You may recall, that Pearl S. Buck, A Cultural Biog1raphy was reviewed in Flavor and Fortune's Volume 5(1) on pages 21 and 22. There and elsewhere, one reads that this prolific author and Nobel and Pulitzer prize winner was born Pearl Sydenstricker, daughter of Absalon and Carrie Sydentstricker. Her father was a missionary who journeyed to China, as she said, to "tell the Chinese about Jesus." John Lossing Buck was a Cornell graduate in rural economics. He went to China and ultimately established himself as one of the preeminent scholars in the field of agricultural economics. He authored two books, Chinese Farm Economy in 1930, and Land Utilization in 1937. He was well known for at least two generations for his pioneering statistical studies about Chinese farms. Since then, even though the subject of scholarly dispute, his research altered studies about Chinese agriculture. He was not an ordained minister. Perhaps Roberts misunderstood, because Lossing, as he was known to his friends, did apply to the Presbyterian Board of Foreign Missions for, and received an appointment as an agricultural missionary.

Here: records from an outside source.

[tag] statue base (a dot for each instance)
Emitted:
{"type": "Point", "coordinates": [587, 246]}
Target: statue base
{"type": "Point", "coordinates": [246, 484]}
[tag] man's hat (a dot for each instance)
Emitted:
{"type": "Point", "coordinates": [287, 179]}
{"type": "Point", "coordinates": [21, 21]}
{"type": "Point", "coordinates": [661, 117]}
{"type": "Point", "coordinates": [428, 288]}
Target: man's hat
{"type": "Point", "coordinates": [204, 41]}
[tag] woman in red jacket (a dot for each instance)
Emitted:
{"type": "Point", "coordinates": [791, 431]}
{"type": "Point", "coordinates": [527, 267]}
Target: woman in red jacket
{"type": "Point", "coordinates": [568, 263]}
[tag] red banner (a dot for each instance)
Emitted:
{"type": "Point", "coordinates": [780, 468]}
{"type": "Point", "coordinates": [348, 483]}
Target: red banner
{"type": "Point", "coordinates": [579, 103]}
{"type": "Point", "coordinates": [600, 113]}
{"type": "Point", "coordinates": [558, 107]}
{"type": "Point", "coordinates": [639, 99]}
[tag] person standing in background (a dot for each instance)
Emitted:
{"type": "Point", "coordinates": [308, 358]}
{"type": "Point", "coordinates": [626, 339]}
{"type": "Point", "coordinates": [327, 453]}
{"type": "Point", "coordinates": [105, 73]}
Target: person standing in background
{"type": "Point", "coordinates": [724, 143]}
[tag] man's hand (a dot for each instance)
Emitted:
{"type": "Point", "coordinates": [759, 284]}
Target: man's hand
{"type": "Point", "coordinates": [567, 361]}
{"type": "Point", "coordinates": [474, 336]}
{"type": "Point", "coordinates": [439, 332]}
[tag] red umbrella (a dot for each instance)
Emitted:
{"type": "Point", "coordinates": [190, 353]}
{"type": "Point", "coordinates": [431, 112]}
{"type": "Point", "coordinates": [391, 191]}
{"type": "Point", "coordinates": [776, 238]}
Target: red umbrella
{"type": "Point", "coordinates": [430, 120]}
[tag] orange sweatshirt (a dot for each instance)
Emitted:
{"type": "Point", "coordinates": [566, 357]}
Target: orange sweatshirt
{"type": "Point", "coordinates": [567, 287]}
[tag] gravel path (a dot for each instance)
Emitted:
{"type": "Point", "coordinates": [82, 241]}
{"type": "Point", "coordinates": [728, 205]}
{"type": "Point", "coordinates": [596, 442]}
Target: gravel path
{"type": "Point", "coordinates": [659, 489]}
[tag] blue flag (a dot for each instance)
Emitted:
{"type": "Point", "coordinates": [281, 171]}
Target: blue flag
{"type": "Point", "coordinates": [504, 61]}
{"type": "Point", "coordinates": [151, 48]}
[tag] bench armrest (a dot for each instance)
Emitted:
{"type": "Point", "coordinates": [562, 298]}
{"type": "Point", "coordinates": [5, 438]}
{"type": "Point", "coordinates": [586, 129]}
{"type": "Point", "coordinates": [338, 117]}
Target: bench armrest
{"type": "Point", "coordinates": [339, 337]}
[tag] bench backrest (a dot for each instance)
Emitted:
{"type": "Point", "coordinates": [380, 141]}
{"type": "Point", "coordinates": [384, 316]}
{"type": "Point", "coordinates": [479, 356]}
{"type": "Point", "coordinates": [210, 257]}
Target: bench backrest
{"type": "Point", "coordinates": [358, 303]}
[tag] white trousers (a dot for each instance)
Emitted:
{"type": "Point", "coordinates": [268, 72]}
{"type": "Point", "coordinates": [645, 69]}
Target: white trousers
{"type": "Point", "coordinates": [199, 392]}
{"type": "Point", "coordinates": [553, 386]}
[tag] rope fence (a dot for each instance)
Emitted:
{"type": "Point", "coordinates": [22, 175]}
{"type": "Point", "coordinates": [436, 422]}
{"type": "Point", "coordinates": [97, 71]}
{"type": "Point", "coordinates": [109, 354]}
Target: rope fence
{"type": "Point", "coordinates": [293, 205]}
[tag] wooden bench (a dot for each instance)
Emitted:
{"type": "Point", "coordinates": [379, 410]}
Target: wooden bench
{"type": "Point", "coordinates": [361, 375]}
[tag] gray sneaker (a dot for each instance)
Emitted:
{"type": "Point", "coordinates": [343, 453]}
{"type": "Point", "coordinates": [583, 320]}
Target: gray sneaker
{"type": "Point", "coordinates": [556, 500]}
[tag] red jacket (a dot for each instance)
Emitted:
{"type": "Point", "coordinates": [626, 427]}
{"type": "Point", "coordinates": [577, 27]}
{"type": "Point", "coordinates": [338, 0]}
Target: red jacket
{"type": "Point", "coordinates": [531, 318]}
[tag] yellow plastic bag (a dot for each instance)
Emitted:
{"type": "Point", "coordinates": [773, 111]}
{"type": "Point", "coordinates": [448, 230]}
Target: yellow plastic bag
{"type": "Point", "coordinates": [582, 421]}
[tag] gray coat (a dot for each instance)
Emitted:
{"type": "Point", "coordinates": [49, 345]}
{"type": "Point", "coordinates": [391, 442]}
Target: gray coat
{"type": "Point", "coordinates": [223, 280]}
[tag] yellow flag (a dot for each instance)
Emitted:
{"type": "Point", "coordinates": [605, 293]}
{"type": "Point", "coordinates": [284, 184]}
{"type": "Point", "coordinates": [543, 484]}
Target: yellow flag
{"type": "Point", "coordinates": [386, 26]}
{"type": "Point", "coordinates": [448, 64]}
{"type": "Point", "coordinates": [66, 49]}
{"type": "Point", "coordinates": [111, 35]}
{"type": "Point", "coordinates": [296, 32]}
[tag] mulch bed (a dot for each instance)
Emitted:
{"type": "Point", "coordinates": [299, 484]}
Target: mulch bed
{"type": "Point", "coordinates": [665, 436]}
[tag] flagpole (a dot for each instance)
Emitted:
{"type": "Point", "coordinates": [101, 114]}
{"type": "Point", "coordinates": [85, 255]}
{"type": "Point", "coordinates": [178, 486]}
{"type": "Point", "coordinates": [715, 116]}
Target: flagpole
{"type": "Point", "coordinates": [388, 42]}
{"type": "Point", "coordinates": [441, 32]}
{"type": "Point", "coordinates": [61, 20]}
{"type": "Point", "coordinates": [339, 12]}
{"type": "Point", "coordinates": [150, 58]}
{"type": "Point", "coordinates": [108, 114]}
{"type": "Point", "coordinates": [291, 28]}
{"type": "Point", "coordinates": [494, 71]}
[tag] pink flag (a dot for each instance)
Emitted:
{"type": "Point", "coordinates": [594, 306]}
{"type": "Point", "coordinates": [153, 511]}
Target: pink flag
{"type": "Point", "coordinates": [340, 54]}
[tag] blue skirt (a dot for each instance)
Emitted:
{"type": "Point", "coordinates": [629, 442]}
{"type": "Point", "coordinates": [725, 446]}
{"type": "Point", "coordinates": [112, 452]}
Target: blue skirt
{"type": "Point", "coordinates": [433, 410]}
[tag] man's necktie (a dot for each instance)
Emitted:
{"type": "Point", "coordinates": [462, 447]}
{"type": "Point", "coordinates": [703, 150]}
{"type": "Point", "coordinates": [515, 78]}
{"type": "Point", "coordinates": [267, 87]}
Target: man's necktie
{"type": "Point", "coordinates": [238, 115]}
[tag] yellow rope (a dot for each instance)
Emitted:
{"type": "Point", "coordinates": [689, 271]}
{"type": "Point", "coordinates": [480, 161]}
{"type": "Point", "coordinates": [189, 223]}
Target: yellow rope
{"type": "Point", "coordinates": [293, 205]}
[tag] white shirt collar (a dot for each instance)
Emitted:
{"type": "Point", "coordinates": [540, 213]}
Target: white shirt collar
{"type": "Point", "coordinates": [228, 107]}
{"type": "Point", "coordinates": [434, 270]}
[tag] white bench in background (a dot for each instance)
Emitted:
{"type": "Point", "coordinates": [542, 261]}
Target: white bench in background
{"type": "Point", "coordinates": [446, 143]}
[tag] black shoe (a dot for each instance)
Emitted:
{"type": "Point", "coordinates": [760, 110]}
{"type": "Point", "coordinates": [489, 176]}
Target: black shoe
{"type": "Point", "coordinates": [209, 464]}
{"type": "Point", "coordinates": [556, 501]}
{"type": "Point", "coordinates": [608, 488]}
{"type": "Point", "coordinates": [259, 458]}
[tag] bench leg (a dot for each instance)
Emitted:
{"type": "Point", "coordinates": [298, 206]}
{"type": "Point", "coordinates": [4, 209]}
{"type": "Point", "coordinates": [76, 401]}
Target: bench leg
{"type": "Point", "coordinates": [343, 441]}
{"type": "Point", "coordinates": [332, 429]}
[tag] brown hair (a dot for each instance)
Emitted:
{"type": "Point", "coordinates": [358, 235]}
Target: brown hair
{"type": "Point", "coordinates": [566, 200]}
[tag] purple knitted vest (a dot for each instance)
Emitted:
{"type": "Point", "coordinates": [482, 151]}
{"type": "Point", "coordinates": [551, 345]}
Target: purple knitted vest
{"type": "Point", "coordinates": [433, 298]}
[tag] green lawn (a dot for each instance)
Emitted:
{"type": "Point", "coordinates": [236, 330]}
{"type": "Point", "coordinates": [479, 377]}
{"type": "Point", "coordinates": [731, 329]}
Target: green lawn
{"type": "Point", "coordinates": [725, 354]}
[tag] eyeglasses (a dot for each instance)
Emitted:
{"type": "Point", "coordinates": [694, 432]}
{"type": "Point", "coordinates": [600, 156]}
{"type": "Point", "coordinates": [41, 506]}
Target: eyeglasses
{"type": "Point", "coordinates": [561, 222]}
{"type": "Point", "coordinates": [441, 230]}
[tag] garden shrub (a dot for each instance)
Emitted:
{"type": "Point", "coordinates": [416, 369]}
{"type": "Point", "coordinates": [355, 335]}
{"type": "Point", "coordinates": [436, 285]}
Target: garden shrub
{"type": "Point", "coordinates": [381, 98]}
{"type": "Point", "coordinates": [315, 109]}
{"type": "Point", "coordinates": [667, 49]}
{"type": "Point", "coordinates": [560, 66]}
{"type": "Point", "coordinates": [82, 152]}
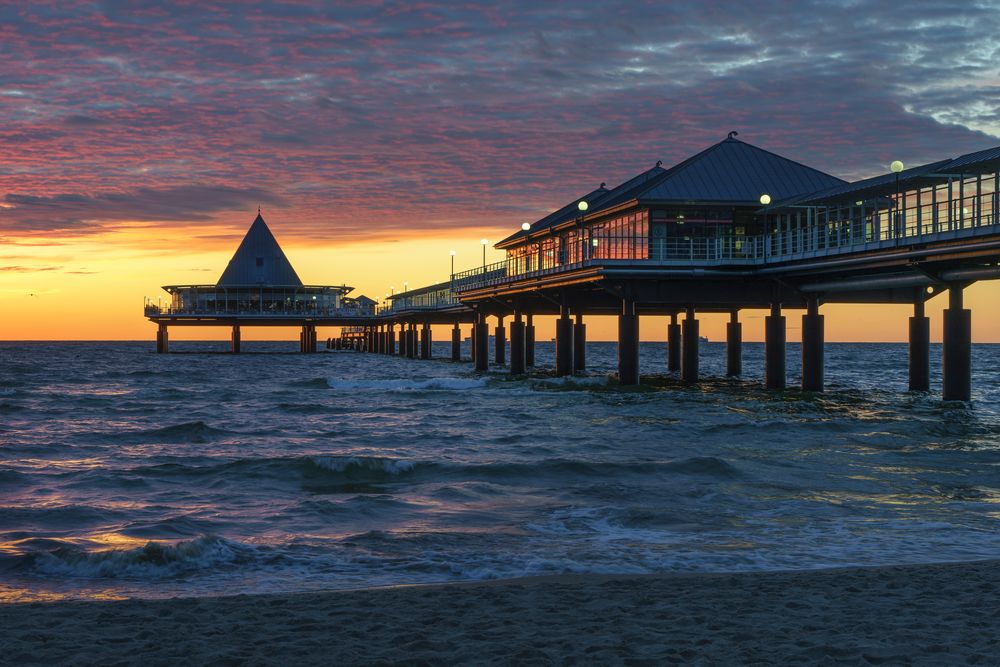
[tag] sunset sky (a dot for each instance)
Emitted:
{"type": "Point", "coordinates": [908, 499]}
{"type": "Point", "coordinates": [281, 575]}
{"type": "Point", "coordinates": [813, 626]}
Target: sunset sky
{"type": "Point", "coordinates": [138, 141]}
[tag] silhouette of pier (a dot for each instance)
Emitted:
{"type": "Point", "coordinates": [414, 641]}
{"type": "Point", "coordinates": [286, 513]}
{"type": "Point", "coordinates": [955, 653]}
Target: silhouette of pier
{"type": "Point", "coordinates": [734, 227]}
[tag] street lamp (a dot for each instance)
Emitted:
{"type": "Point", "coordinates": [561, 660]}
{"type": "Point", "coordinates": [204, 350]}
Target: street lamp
{"type": "Point", "coordinates": [895, 167]}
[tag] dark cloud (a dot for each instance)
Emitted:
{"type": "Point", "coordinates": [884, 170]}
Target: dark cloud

Recipe books, as cookbooks are indexed in China to Chinatown. Discussed is the 1935 Corrine Lamb book, The Chinese Festive Board, as 'one of the first Chinese cookbooks directed at a Western readership.' In the section about Western admirers of Chinese food in China, and later, under globalization, Roberts says, "the first recipe books for Chinese food written in English appeared in the United States in the 1920s and 1930s."
Chinese Cookbooks, An Annotated English Language Compendium/Bibliography (1987) by this magazine's editor and numerous other articles, including one in Flavor and Fortune called 'Chinese English-Language Cookbooks: 100 Years of Content and Context' that appeared in Volume 6(1) on pages 21 and 28 indicate there were Chinese cookbooks published in the United States years earlier. For example, a United Stated Department of Agriculture pamphlet written by Walter Blasdale was written in 1899. It has cooking instructions for Chinese vegetables; planting them, too. There are some half dozen Chinese cookbooks published before 1920. One dated 1911 by Nolton published in Detroit MI can be found at the New York Academy of Medicine. Look for the others in the above bibliography, and listed on the State University of Stony Brook's website and in their Special Collections library. There are good Chinese cookbook listings in many libraries including the Library of Congress; and they are on its website. No matter where you live, this type of error can and should be corrected.
In spite of these few minor flaws, conceptualizations are valuable and needed as is every investigation of Chinese food in the west. This book fascinates as do the resources provided in it. They help see where author information comes from. Most fascinating in this volume is data and dialogue reported about Chinese restaurants in New York and the UK, and in the Far East; hope they are more accurate.